Outcomes (stable strings):
| Outcome | Meaning | Deterministic trigger (local state) |
|---|---|---|
| `no-op` | Nothing changes. | A previous verified install metadata file exists and its recorded `binary.sha256` matches the currently installed binary for the expected version. |
| `update` | Install/reinstall the expected version. (Includes first install, upgrade, downgrade.) | No binary exists, or install metadata indicates a different version than expected. |
| `repair` | Reinstall the expected version due to a local integrity mismatch. | Metadata exists for the expected version, but the current binary’s SHA-256 does not match the recorded `binary.sha256`. |
| `reinstall_unknown` | Reinstall because current state can’t be verified deterministically. | Binary exists but install metadata is missing/unreadable/invalid, or metadata does not match the detected `platformKey`. |
The installer logs the outcome as a single line:
- `[docdex] Install outcome: <outcome>`
## Upgrade vs downgrade
The installer does not treat “upgrade” and “downgrade” differently.
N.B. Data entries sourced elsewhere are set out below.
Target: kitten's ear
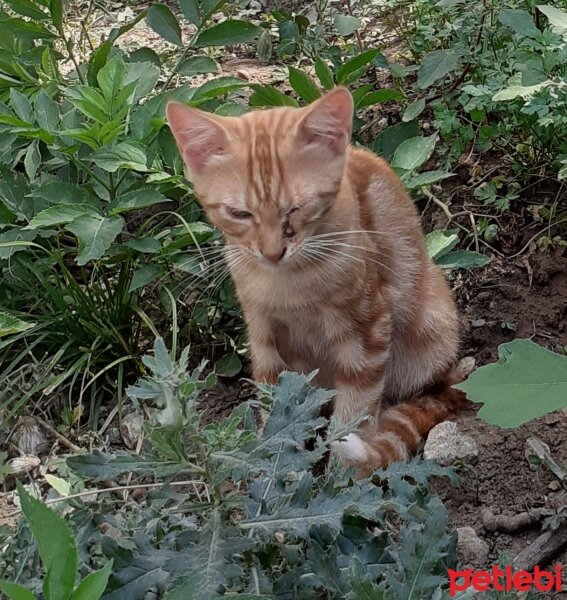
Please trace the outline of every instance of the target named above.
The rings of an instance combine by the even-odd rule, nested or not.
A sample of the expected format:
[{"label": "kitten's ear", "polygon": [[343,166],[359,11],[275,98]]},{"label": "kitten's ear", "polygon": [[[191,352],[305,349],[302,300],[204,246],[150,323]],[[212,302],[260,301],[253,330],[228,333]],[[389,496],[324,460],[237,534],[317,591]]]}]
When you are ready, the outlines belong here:
[{"label": "kitten's ear", "polygon": [[180,102],[169,102],[165,112],[179,152],[191,173],[200,173],[212,158],[225,154],[228,133],[218,117]]},{"label": "kitten's ear", "polygon": [[344,87],[331,90],[308,108],[299,123],[301,142],[344,153],[352,134],[352,113],[350,92]]}]

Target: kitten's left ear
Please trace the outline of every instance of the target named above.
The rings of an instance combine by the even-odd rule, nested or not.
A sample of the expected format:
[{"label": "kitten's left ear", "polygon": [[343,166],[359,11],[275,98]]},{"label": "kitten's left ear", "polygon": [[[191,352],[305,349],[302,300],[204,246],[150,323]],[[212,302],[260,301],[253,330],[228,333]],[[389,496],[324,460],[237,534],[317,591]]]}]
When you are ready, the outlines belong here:
[{"label": "kitten's left ear", "polygon": [[303,143],[314,144],[343,154],[352,134],[353,101],[350,92],[337,87],[308,107],[299,123]]}]

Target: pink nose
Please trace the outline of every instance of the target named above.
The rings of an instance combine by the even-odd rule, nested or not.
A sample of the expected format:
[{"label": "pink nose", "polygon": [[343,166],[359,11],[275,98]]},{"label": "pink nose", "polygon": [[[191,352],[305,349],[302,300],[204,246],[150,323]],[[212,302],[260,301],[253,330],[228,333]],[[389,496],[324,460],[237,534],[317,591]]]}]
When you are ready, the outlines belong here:
[{"label": "pink nose", "polygon": [[262,250],[262,255],[270,262],[277,263],[280,262],[280,260],[284,257],[285,250],[285,248],[278,248],[277,250]]}]

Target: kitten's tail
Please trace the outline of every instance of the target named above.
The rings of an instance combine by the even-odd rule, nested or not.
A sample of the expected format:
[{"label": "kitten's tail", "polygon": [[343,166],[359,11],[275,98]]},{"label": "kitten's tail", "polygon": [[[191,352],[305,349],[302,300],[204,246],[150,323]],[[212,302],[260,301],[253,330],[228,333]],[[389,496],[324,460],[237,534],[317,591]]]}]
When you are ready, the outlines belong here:
[{"label": "kitten's tail", "polygon": [[370,420],[357,433],[337,442],[335,448],[356,467],[359,477],[389,463],[407,460],[435,425],[464,406],[465,394],[451,387],[462,380],[458,369],[452,369],[441,383],[422,395],[383,410],[377,427]]}]

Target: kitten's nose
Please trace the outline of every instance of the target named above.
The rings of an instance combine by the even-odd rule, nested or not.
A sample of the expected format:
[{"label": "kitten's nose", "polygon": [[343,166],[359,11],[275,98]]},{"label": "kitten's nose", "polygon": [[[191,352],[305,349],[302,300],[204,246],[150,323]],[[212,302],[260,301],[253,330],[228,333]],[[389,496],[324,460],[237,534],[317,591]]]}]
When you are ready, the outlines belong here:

It always targets the expected version for the current npm package install:
- If the installed version differs, the installer replaces `dist/<platformKey>/` so the final state equals the expected version.
- If the expected version is already installed and verified, the installer is a `no-op`.
This makes repeated installs idempotent: running the installer multiple times converges to the same installed binary and the same metadata for a given version/platform.
## Integrity verification and repair behavior
There are two relevant integrity checks:
1) **Remote archive integrity (when installing)**
When the installer needs to install (`update`, `repair`, `reinstall_unknown`), it resolves a single release asset and (when available) a SHA-256 for that asset via:
- Release manifest (preferred), then
- `SHA256SUMS`/`SHA256SUMS.txt`, then
- legacy `<archive>.sha256` sidecar.
The downloaded archive is verified against the expected SHA-256. If verification fails, installation fails closed with:
- Error code: `DOCDEX_INTEGRITY_MISMATCH` (see `docs/ops/installer_error_codes.md`)
- Safety property: the existing `dist/<platformKey>/` is only removed after the archive is successfully fetched and verified.
2) **Local binary integrity (no-op vs repair)**
For a `no-op`, the installer verifies the existing binary by hashing it and comparing to the recorded `binary.sha256` from the last successful, verified install.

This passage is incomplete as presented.